Glad as our sledge travellers would have been to linger for days and fully explore the mysteries of that great moss-hidden cavern, they dared not take the necessary time. It was already two weeks since they had left the mining-camp, winter was waning, and they must leave the river ere spring destroyed its icy highway. So they were off again with the first gray light of morning, and two days later found them at the mouth of the Pelly River, the upper Yukon's largest tributary, and two hundred and fifteen miles from Forty Mile.

One evening they spent in the snug quarters of Harper, the Pelly River trader, who was the last white man they could hope to meet before reaching the coast.

From the Pelly River trader our travellers gained much valuable information concerning the routes they might pursue and the difficulties they had yet to encounter. They had indeed heard vaguely of the great cañon of the Yukon, through which the mad waters are poured with such fury that they can never freeze, of the rocky Five Fingers that obstruct its channel, the Rink and White Horse rapids, and the turbulent open streams connecting its upper chain of lakes; but until this time they had given these dangers little thought. Now they became real, while some of them, according to the trailer, were impassable save by weary detours through dense forests and deep snows that they feared would delay them beyond the time of the river's breaking up.

"What, then, can we do?" asked Phil.

"I'll tell you," replied the trader. "Leave the Yukon at this point; go about fifty miles up the Pelly, and turn to your right into the Fox. Ascend this to its head, cross Fox Lake, Indian Trail Lake, Lost Lake, and three other small lakes. Then go down a creek that empties into the Little Salmon, and a few miles down that river to the Yukon. In this way you will have avoided the Five Fingers and the Rink Rapids, and found good ice all the way. After that keep on up the main river till you pass Lake Le Barge. There again leave the Yukon, this time for good by the first stream that flows in on your right. It is the Tahkeena, and will lead you to the Chilkat Pass, which is some longer, but no worse than the Chilkoot. Thus you will avoid most of the rough ice, the great cañon, and all the rapids."

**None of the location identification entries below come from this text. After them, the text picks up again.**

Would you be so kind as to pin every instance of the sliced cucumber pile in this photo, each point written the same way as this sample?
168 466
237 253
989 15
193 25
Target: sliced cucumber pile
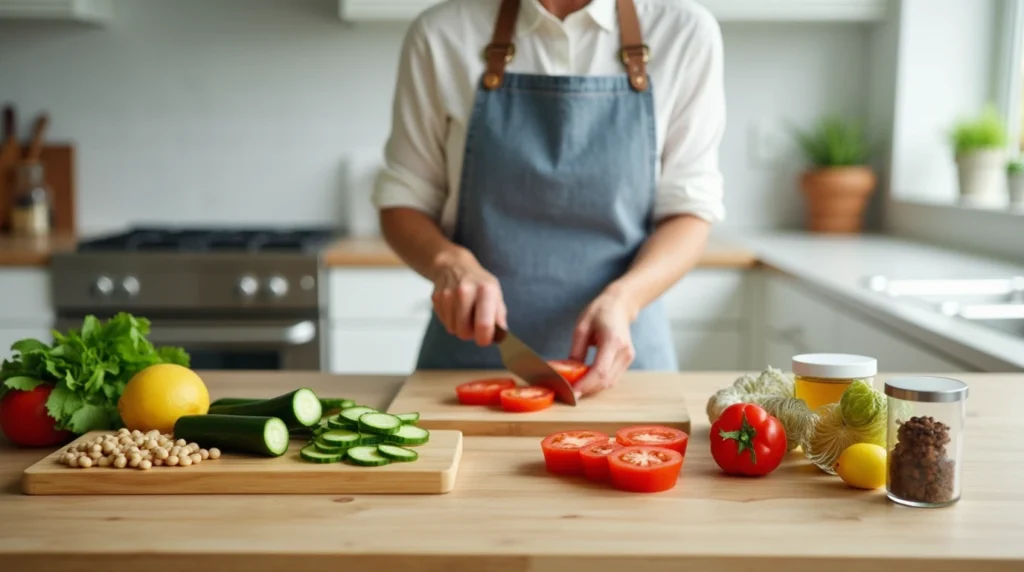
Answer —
365 437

"But we shall surely get lost," objected Phil.

"Not if you can hire Cree Jim who lives somewhere up on the Fox River to go with you, for he is the best guide in the country."

So the next morning Phil and his companions again set forth, this time up the Pelly River, with all their hopes for safety and a successful termination to their journey centred upon the finding and hiring of Cree Jim, the guide.